Historian Daniel Steinmetz-Jenkins edited Did It Happen Here? Perspectives on Fascism and America, a collection published in March 2024, which catalogs the debate up until 2023 and includes classics from figures such as Leon Trotsky, Angela Davis, and Hannah Arendt. In his introduction, Steinmetz-Jenkins writes that the “way forward is to put the fascism debate to rest,” but Trump’s victory all but ensures that the discussion is far from over.
What, then, has been the takeaway of the debate on fascism thus far, and will the years after January 2025 show that Trump was a fascist all along? For now, this much is clear: interpreting Trump through the lens of fascism was compelling but ultimately misleading.
The reason is straightforward, and the 2024 election hasn’t changed it. Fascism was born in the context of empire and herrenvolk democracies, and radical reactionaries have adapted to new environments, particularly multiracial democracies. Genocide, mass murder, and authoritarianism were never the exclusive purview of fascism, and remain possibilities. But the future likely contains new horrors, not ones recycled from the 1930s.

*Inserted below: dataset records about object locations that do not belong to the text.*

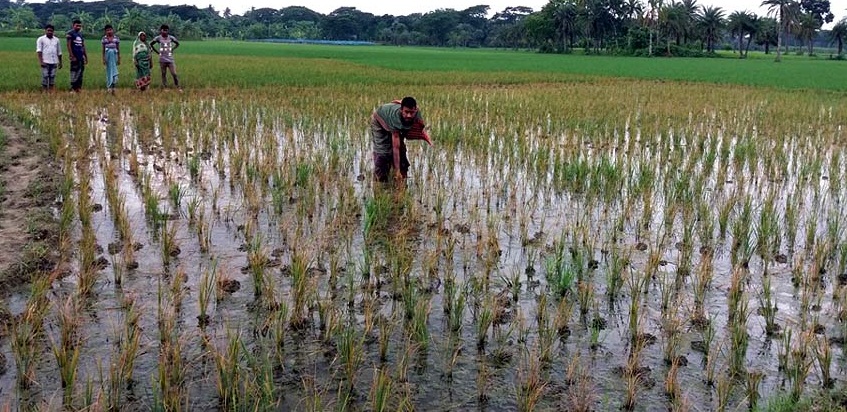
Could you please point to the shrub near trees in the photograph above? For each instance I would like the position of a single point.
(633, 27)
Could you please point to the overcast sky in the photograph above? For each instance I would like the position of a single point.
(405, 7)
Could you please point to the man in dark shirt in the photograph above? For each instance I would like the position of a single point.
(77, 55)
(391, 124)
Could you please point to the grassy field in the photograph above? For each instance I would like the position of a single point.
(211, 64)
(585, 234)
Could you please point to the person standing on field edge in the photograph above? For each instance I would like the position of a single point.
(49, 57)
(77, 55)
(111, 57)
(391, 124)
(167, 46)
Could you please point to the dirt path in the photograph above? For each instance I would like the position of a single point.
(27, 189)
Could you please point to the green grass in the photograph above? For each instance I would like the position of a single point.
(251, 64)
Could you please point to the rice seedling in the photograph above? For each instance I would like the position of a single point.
(418, 327)
(257, 259)
(823, 355)
(614, 274)
(561, 273)
(723, 390)
(799, 365)
(639, 184)
(67, 349)
(386, 327)
(484, 321)
(530, 385)
(768, 307)
(739, 340)
(24, 349)
(301, 289)
(672, 388)
(260, 392)
(279, 325)
(206, 291)
(742, 234)
(123, 362)
(350, 352)
(768, 240)
(754, 379)
(194, 167)
(228, 368)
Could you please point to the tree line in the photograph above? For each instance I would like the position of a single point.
(631, 27)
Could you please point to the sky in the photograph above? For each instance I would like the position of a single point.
(406, 7)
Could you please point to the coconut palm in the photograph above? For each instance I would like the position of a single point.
(741, 24)
(711, 22)
(786, 11)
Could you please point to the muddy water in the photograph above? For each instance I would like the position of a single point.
(495, 198)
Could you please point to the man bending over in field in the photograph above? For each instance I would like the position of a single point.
(167, 45)
(391, 124)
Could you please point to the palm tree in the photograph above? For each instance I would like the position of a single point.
(767, 34)
(786, 12)
(807, 29)
(839, 33)
(672, 18)
(564, 16)
(711, 22)
(738, 24)
(689, 7)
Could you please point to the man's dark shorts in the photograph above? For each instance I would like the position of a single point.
(384, 163)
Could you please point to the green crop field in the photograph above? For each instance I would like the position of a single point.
(586, 233)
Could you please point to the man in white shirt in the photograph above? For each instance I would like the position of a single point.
(49, 57)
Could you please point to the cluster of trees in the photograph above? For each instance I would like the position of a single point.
(639, 27)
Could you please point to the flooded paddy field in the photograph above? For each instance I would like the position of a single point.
(589, 246)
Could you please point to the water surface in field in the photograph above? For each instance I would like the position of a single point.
(483, 218)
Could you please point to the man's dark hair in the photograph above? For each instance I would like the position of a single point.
(409, 102)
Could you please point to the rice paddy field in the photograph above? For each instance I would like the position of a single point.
(570, 242)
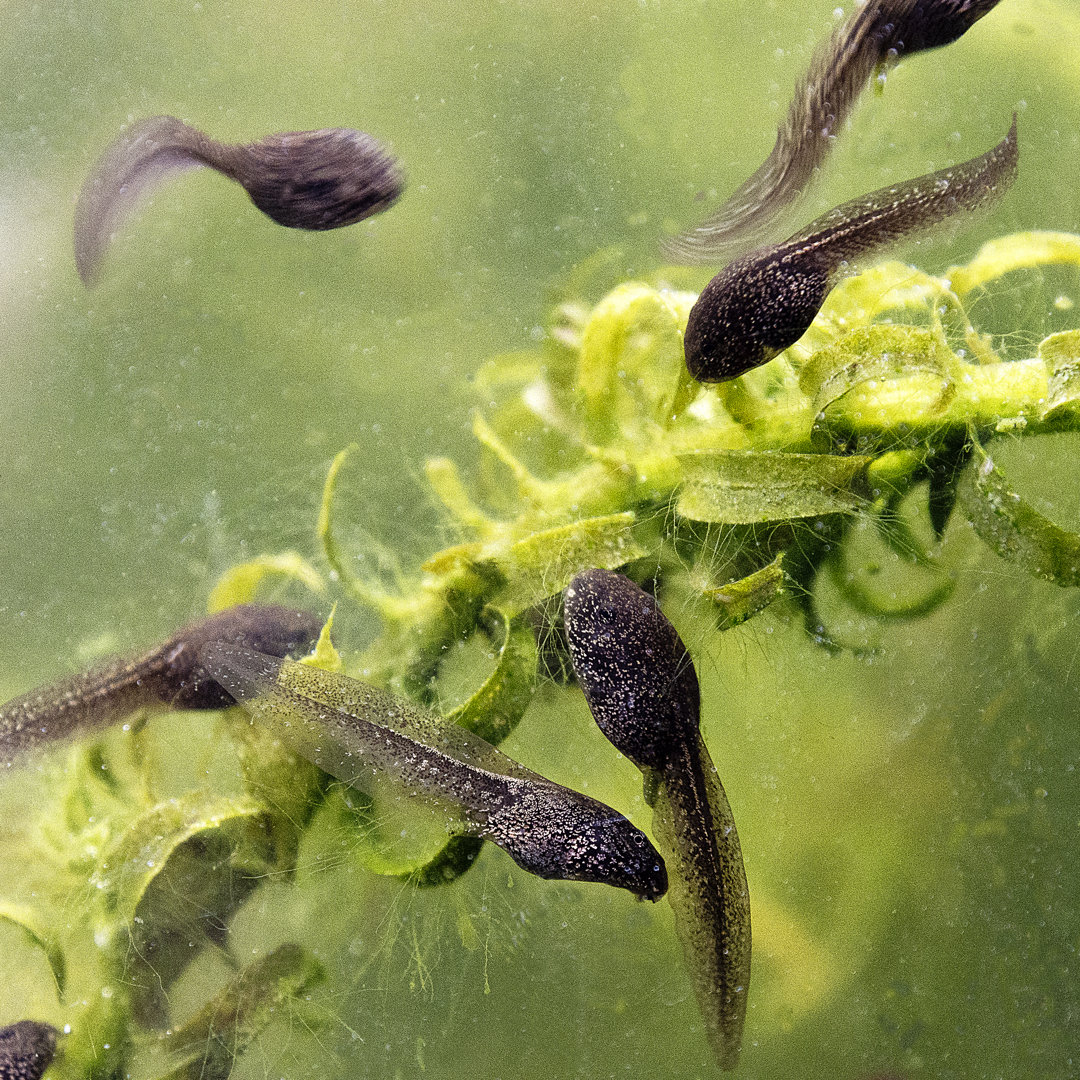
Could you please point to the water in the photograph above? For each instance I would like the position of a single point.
(908, 821)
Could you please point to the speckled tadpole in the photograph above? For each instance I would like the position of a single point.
(319, 179)
(167, 676)
(378, 742)
(765, 301)
(26, 1050)
(875, 35)
(643, 690)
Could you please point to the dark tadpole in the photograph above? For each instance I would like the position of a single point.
(643, 691)
(765, 301)
(26, 1050)
(320, 179)
(388, 746)
(169, 676)
(874, 36)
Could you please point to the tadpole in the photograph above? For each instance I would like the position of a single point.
(385, 744)
(765, 301)
(319, 179)
(876, 35)
(26, 1050)
(643, 691)
(169, 676)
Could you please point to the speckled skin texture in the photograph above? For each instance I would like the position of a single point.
(320, 179)
(166, 676)
(386, 745)
(765, 301)
(26, 1050)
(874, 35)
(642, 688)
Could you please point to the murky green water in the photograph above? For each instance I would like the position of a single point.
(909, 821)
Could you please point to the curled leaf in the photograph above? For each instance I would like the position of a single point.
(1013, 527)
(21, 916)
(325, 655)
(1015, 252)
(142, 851)
(173, 878)
(543, 564)
(741, 599)
(493, 712)
(207, 1045)
(873, 353)
(240, 583)
(746, 487)
(631, 360)
(1061, 353)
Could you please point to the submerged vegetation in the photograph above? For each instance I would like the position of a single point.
(598, 451)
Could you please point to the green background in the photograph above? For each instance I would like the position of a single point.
(910, 823)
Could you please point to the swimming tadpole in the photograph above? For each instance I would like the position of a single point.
(167, 676)
(26, 1050)
(389, 747)
(319, 179)
(765, 301)
(643, 691)
(875, 36)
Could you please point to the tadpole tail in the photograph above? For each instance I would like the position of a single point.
(169, 676)
(710, 899)
(841, 67)
(147, 153)
(904, 211)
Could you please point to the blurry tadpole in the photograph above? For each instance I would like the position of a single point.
(26, 1050)
(320, 179)
(874, 37)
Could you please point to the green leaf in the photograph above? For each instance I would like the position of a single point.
(240, 583)
(325, 655)
(1013, 528)
(140, 853)
(631, 361)
(739, 601)
(543, 564)
(1015, 252)
(493, 712)
(22, 917)
(1061, 353)
(873, 352)
(207, 1045)
(746, 487)
(172, 878)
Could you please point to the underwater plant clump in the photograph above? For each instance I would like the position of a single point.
(598, 451)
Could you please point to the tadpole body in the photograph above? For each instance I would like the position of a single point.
(643, 691)
(765, 301)
(374, 740)
(877, 34)
(167, 676)
(26, 1050)
(318, 179)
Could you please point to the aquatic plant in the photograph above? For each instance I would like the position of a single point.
(597, 451)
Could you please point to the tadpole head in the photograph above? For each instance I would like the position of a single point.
(632, 665)
(320, 179)
(570, 837)
(752, 311)
(269, 629)
(26, 1050)
(930, 24)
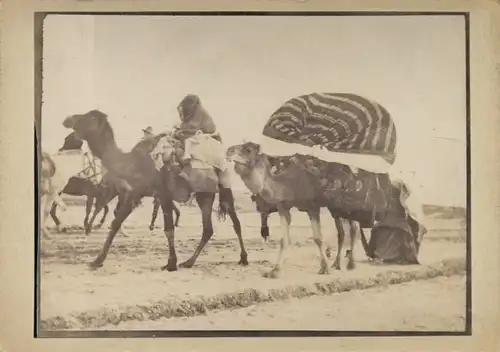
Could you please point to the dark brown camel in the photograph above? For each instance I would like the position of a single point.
(281, 190)
(108, 192)
(265, 209)
(135, 173)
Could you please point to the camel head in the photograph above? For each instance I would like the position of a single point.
(244, 156)
(88, 124)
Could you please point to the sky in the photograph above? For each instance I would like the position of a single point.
(136, 69)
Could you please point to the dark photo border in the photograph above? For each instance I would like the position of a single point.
(38, 62)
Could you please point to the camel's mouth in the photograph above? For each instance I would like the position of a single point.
(69, 122)
(238, 161)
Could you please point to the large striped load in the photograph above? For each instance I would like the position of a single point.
(337, 122)
(336, 132)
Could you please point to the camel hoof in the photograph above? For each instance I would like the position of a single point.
(187, 264)
(169, 267)
(243, 261)
(96, 264)
(273, 274)
(324, 269)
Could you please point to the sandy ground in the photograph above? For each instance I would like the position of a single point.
(132, 276)
(433, 305)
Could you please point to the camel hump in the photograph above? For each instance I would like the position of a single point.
(48, 168)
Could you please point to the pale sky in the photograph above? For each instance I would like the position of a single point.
(137, 69)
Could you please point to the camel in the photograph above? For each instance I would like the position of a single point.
(135, 173)
(281, 191)
(265, 209)
(77, 186)
(108, 192)
(48, 190)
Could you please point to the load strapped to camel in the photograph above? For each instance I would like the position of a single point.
(349, 142)
(195, 147)
(78, 163)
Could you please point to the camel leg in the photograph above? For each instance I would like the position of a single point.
(341, 238)
(353, 231)
(314, 216)
(286, 220)
(106, 211)
(123, 212)
(46, 202)
(226, 197)
(205, 201)
(115, 212)
(177, 215)
(264, 228)
(156, 206)
(102, 201)
(169, 229)
(58, 202)
(88, 209)
(53, 215)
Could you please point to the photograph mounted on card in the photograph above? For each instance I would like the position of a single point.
(214, 174)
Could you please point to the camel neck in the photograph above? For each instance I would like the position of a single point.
(103, 148)
(259, 180)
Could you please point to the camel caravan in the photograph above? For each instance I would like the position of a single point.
(321, 150)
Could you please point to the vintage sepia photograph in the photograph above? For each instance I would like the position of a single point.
(279, 174)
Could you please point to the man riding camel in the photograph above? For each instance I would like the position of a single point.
(72, 142)
(148, 132)
(198, 134)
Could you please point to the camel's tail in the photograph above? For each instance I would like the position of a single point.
(226, 203)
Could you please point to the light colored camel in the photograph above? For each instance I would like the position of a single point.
(135, 173)
(294, 187)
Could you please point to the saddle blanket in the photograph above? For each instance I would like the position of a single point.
(206, 150)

The 2024 election underscores the difference between Trumpism and fascism. Before the election, pundits in favor of the “fascism” label were predicting that Trump would use paramilitary forces to seize power. Maybe if he lost, those measures would have been in the mix. But he didn’t need them: Trump won a popular majority, backed by a growing number of black and Latino voters. He’s an authoritarian working through electoral politics, promising stability, not revolution.
Washington Versus Weimar
Eight years later, it’s hard to know who first raised the “fascism” label with Trump, though conservatives surprisingly launched some of the earliest accusations. There was a clear exculpatory character to these arguments: they wanted to show that Trump had “nothing to do with the Republican Party” but was instead the devotee of a foreign creed.

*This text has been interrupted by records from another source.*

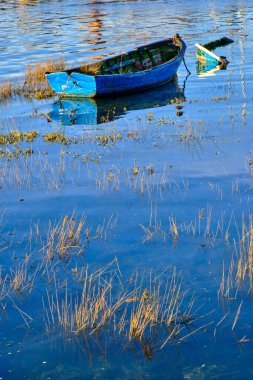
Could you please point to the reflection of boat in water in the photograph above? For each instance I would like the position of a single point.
(101, 110)
(209, 68)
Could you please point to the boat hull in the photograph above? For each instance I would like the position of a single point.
(76, 84)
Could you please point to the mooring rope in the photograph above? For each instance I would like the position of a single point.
(186, 67)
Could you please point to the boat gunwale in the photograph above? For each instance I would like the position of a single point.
(180, 52)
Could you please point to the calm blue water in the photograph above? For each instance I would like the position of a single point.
(199, 152)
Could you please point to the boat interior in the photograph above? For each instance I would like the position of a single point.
(140, 59)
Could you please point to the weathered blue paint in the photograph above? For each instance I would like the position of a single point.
(87, 111)
(76, 84)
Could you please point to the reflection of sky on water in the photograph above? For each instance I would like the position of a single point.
(37, 30)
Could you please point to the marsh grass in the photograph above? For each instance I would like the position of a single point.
(35, 84)
(6, 91)
(63, 238)
(152, 311)
(36, 73)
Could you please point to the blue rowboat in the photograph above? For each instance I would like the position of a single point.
(87, 111)
(144, 67)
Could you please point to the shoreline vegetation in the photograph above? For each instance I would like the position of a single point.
(35, 84)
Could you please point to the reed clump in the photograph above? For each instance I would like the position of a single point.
(58, 137)
(36, 73)
(64, 238)
(140, 313)
(35, 85)
(6, 90)
(17, 136)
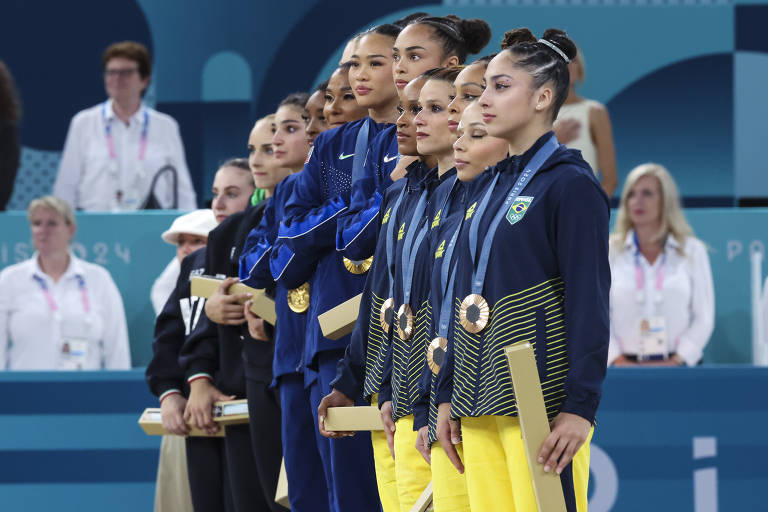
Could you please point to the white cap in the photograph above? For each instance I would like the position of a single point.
(198, 222)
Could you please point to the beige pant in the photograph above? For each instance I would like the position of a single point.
(172, 487)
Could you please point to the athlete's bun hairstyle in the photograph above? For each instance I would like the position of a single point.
(295, 99)
(458, 36)
(545, 59)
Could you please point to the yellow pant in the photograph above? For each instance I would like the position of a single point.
(385, 469)
(449, 487)
(412, 471)
(497, 471)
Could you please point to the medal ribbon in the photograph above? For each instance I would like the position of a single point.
(110, 140)
(411, 248)
(478, 275)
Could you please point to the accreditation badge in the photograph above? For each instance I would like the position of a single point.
(474, 313)
(405, 322)
(358, 267)
(653, 339)
(298, 298)
(387, 314)
(436, 354)
(73, 354)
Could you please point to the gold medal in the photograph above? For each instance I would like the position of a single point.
(358, 267)
(474, 313)
(436, 354)
(405, 322)
(387, 314)
(298, 298)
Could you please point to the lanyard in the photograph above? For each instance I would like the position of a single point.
(361, 149)
(392, 220)
(110, 139)
(478, 275)
(52, 302)
(411, 247)
(640, 275)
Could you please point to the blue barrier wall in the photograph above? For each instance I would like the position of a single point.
(70, 441)
(687, 97)
(129, 246)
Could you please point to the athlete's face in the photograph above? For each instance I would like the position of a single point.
(416, 51)
(290, 142)
(509, 101)
(232, 190)
(475, 150)
(187, 243)
(340, 103)
(644, 203)
(469, 87)
(408, 109)
(370, 72)
(433, 138)
(315, 119)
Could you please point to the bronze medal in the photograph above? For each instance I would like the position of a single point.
(387, 314)
(358, 267)
(436, 354)
(474, 313)
(298, 298)
(405, 322)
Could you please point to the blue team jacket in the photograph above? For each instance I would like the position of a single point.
(548, 283)
(308, 231)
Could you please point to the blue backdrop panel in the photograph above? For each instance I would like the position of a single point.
(666, 440)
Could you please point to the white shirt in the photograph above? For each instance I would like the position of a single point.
(164, 285)
(687, 298)
(88, 318)
(89, 179)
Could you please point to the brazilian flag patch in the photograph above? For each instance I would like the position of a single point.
(518, 209)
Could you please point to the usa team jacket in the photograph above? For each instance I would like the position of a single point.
(548, 282)
(357, 227)
(446, 214)
(179, 315)
(255, 271)
(361, 369)
(321, 192)
(408, 356)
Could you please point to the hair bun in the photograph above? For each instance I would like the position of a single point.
(560, 39)
(517, 36)
(476, 33)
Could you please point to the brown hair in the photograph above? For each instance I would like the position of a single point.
(10, 110)
(129, 50)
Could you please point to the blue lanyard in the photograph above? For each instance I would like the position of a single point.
(392, 220)
(361, 148)
(110, 140)
(411, 247)
(541, 156)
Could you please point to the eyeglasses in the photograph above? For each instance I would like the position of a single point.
(122, 73)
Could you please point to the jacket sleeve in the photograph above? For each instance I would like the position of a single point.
(582, 250)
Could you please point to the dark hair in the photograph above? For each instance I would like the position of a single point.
(295, 99)
(543, 62)
(239, 163)
(129, 50)
(10, 110)
(458, 36)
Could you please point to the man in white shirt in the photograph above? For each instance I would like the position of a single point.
(115, 149)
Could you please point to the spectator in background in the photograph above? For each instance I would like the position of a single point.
(116, 149)
(585, 125)
(58, 312)
(10, 146)
(232, 191)
(662, 297)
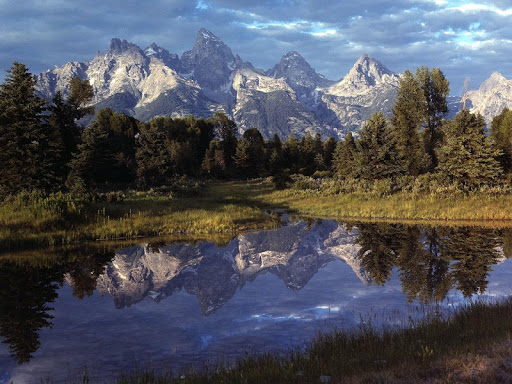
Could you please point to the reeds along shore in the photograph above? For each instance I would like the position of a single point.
(437, 348)
(30, 220)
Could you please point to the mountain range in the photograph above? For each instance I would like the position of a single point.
(289, 98)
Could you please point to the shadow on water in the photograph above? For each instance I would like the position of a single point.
(429, 262)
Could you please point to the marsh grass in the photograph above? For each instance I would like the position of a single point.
(367, 354)
(31, 221)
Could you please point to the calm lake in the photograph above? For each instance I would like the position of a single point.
(188, 303)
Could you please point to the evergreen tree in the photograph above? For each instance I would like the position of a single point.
(213, 164)
(275, 155)
(408, 115)
(292, 154)
(63, 120)
(328, 151)
(501, 133)
(307, 152)
(249, 156)
(152, 156)
(106, 154)
(467, 157)
(435, 88)
(27, 156)
(344, 157)
(226, 131)
(377, 154)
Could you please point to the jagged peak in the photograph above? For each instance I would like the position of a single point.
(497, 76)
(367, 64)
(119, 46)
(204, 34)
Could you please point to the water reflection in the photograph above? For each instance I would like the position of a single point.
(28, 289)
(428, 261)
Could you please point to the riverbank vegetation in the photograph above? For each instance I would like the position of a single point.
(471, 345)
(118, 177)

Did It Happen Here? includes a section of essays devoted to the politics of analogy: Did Trump match up to the 1930s? And why look to interwar Europe, rather than something closer to home?
The burden of the pro-fascist-analogy case is to show why Trump is a fascist, but without watering down the term and making it a synonym for something like racism in general. If we focus specifically on interwar fascism, some basic parallels do exist — Trumpism shares racism, nationalism, and antidemocratic tendencies. But Trumpism is missing the core elements of interwar fascism, especially the worship of violence as a means of transformation.